In-work poverty increased during the economic and financial crisis that hit European shores in 2008. By 2014, ten per cent of European workers were at risk of poverty, up from eight per cent in 2007. Ten per cent is a significant figure: the working poor represent a substantial group that can’t be ignored. Just as disconcerting is the finding that 13 per cent of European workers are materially deprived. This latter measure helps to capture the impact of the crisis on people’s real living conditions.
A new study by Eurofound looks at what it means to be working poor and finds that in-work poverty is associated with lower levels of subjective and mental well-being, problems with accommodation, as well as poorer relationships with other people and feelings of social exclusion. This demonstrates the importance of paying particular attention to the working poor and of better documenting their social situation.
Much of the focus of governments and social partners is on getting people into work. However, having a job is not always enough to avoid poverty and in many European Union member states the number of working poor households increased during the economic and financial crisis. If no attention is paid to the incomes these workers receive and the nature of the households in which they live, this could even further increase the amount of people at risk of in-work poverty in Europe.
An outcome of the crisis has been an increase in mental health problems. Data from Eurofound’s 2016 European Quality of Life Survey shows that the working poor are more likely to report mental health problems than the working population in general: 22 per cent of those experiencing material deprivation reported having felt tense and 12 per cent felt lonely or downhearted and depressed. For the working population at large the figures are significantly lower.
Workers experiencing material deprivation are also less likely to have somebody with whom to discuss personal matters and they receive less help from relatives, friends or neighbours than their non-poor counterparts. They are also more likely to feel unrecognised by others or to say that people look down on them due to their job situation or income. Twelve per cent say they feel left out of society, compared to five per cent for the working population at large. This suggests that perceived social exclusion is a significant problem among working poor Europeans.
Another issue for the working poor is poor quality housing, with all the associated risks this has with poor health. Compared to the working population at large, the working poor are nearly twice as likely to live in an overcrowded household or in a dwelling that is too dark. The cost of housing is also a serious problem for the working poor: 2014 data from Eurostat shows that for seven out of ten materially deprived workers, housing costs are a heavy burden. What is striking about this is that of all the measures examined, the cost of housing is the only one where the working-poor score even worse than the unemployed, for whom housing allowances provide some assistance.

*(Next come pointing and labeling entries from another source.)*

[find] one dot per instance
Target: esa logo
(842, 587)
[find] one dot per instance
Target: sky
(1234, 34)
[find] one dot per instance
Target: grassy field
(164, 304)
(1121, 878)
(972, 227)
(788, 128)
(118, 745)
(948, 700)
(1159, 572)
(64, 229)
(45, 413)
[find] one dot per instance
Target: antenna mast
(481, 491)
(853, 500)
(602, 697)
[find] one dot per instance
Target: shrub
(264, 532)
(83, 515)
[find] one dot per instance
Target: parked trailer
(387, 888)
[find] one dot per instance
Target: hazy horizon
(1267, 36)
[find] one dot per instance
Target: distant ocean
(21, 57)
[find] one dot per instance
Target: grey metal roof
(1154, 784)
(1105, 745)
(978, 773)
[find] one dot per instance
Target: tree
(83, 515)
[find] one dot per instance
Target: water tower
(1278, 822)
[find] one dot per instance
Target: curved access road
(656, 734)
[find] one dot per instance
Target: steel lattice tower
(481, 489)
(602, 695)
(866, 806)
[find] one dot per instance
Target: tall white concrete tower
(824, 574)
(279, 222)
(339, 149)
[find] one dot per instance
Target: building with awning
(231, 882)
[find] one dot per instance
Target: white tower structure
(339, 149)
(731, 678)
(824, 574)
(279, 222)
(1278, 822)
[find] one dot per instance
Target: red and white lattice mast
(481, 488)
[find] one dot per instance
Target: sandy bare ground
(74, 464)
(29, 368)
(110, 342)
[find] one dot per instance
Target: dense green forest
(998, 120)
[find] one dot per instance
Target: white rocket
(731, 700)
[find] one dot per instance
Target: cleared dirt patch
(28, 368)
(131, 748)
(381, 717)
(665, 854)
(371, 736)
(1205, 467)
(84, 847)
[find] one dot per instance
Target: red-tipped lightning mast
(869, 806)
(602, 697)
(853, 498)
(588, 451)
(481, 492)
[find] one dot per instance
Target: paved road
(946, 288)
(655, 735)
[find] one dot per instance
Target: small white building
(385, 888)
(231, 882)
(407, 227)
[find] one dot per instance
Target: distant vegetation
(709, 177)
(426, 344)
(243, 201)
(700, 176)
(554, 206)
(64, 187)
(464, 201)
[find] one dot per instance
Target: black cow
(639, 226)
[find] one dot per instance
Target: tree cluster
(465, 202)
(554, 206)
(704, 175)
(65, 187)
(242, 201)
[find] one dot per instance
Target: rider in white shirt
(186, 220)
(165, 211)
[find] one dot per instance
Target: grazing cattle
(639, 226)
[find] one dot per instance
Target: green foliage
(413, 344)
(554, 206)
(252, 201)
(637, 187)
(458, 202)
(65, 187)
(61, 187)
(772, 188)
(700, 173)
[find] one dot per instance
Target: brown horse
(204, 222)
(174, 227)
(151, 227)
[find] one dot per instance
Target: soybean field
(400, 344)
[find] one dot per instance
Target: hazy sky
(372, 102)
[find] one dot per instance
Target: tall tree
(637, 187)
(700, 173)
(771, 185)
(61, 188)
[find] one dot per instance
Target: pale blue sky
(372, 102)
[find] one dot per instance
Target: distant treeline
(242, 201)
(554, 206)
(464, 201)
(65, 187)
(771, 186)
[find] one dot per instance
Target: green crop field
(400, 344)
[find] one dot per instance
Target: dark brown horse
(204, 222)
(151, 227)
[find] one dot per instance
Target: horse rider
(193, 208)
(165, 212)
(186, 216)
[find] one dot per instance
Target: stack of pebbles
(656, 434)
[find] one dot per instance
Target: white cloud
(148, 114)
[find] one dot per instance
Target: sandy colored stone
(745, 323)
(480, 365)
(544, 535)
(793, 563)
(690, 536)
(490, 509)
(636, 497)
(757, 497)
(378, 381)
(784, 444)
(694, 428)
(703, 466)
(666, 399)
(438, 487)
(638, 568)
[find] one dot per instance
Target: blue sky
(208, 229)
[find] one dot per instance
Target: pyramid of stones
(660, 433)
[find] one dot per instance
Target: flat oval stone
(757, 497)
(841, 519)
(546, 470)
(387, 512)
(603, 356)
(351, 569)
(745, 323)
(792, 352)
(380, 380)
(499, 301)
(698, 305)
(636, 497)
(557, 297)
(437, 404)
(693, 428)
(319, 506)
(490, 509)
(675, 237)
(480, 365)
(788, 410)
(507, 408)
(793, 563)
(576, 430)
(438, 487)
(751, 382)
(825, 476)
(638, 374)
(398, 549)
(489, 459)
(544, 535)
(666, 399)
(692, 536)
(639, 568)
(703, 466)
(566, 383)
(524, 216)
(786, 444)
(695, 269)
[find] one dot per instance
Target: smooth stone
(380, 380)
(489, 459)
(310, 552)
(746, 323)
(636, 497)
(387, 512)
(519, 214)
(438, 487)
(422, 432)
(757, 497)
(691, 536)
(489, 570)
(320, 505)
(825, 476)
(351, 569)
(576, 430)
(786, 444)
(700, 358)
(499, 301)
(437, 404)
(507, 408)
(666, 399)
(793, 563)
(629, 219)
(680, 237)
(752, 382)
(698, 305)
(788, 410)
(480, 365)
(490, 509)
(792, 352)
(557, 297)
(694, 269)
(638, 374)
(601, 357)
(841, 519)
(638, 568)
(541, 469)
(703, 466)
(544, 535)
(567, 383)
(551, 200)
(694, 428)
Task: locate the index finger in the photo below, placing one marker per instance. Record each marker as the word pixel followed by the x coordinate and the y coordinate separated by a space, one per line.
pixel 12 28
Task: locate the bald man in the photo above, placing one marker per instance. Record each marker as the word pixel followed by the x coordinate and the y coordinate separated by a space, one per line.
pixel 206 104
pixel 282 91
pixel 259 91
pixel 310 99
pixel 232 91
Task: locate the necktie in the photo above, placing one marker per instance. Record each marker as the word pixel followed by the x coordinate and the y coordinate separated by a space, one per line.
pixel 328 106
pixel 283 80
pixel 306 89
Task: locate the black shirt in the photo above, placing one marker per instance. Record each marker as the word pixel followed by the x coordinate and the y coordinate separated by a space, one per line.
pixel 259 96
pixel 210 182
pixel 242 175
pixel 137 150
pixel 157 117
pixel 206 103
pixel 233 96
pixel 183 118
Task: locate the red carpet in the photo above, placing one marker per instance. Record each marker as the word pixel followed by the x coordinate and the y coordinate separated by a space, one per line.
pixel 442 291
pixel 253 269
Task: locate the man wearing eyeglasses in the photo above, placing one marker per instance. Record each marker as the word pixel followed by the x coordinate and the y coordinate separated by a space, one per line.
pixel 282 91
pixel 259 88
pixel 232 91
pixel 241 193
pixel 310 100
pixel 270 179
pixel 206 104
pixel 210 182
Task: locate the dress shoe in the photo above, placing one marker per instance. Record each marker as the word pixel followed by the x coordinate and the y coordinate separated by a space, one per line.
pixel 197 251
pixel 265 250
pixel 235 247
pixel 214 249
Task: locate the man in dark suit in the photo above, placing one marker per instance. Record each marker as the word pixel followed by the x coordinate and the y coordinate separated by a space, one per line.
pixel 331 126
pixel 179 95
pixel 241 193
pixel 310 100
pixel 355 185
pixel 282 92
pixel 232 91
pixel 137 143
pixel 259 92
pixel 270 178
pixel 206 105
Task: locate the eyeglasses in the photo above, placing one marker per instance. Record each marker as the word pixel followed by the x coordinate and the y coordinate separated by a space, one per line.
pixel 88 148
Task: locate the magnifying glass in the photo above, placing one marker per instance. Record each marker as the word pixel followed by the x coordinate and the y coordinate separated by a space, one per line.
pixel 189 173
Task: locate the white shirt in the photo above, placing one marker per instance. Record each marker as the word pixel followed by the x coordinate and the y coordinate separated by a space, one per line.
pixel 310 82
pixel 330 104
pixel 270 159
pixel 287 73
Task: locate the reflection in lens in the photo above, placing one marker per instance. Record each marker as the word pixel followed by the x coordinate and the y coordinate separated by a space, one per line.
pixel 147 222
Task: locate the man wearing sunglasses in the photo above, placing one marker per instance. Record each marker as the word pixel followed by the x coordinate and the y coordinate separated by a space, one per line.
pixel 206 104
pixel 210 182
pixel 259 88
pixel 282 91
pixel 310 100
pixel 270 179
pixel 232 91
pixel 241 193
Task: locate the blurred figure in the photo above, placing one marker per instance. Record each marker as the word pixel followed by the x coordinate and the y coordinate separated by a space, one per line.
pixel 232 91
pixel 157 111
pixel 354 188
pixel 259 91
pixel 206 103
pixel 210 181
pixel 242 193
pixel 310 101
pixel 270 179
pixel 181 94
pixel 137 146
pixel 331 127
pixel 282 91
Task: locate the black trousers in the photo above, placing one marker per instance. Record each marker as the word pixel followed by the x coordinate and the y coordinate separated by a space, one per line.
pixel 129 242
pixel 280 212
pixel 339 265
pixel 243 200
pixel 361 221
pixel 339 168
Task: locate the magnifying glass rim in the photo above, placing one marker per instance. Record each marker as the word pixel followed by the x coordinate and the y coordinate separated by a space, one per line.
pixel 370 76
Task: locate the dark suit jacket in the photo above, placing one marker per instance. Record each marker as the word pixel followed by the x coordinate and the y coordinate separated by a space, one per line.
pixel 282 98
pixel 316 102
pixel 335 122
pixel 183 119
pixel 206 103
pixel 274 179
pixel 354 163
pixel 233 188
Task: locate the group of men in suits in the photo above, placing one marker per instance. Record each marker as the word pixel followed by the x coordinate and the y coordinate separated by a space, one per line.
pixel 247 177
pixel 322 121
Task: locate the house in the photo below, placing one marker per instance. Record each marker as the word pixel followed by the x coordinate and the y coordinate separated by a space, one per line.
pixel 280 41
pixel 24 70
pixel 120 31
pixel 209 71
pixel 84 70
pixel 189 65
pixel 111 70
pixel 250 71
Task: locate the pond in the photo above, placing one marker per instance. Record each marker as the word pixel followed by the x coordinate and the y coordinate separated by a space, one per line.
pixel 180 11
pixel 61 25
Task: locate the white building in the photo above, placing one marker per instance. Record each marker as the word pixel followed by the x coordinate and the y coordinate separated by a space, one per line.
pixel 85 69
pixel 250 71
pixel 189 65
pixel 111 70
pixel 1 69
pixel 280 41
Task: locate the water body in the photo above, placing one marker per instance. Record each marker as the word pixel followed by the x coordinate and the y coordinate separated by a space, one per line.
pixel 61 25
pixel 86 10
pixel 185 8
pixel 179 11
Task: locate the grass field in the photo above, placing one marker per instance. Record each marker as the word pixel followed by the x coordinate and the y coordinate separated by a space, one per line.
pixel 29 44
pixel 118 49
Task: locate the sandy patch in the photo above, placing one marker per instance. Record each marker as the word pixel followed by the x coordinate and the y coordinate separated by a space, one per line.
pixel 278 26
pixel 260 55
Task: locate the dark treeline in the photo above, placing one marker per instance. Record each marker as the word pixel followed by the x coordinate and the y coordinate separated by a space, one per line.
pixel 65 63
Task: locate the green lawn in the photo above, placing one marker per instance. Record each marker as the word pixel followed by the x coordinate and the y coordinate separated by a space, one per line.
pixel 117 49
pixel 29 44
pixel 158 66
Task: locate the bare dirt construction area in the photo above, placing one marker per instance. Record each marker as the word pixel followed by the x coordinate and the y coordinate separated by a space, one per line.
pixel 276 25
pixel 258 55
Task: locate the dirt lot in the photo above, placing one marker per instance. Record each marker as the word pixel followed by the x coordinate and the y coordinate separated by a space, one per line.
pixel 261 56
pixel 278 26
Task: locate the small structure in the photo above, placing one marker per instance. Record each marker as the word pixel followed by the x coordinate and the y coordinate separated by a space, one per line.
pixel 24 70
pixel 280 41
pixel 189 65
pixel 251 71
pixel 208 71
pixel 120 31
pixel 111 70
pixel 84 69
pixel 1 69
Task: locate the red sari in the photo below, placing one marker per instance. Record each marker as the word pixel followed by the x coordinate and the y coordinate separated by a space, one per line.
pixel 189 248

The recorded inequalities in the living conditions of the working poor go beyond accommodation alone; it also relates to their immediate living environment. In addition to reporting lower satisfaction with the recreational or green areas in their neighbourhood, materially deprived workers more frequently report crime, violence or vandalism in their immediate environment, more pollution and more noise.
Finally and not surprisingly, working poor Europeans rate their life satisfaction lower than better-off workers.
All of this shows that in-work poverty has serious social ramifications. That is why measures are needed that aim directly at helping to improve the living standards of this group of Europeans. This can be achieved not only through direct measures such as better income support and better social protection but also through indirect measures like access to childcare and housing support. As the study shows, ignoring the situation of this significant group of European workers has serious societal implications.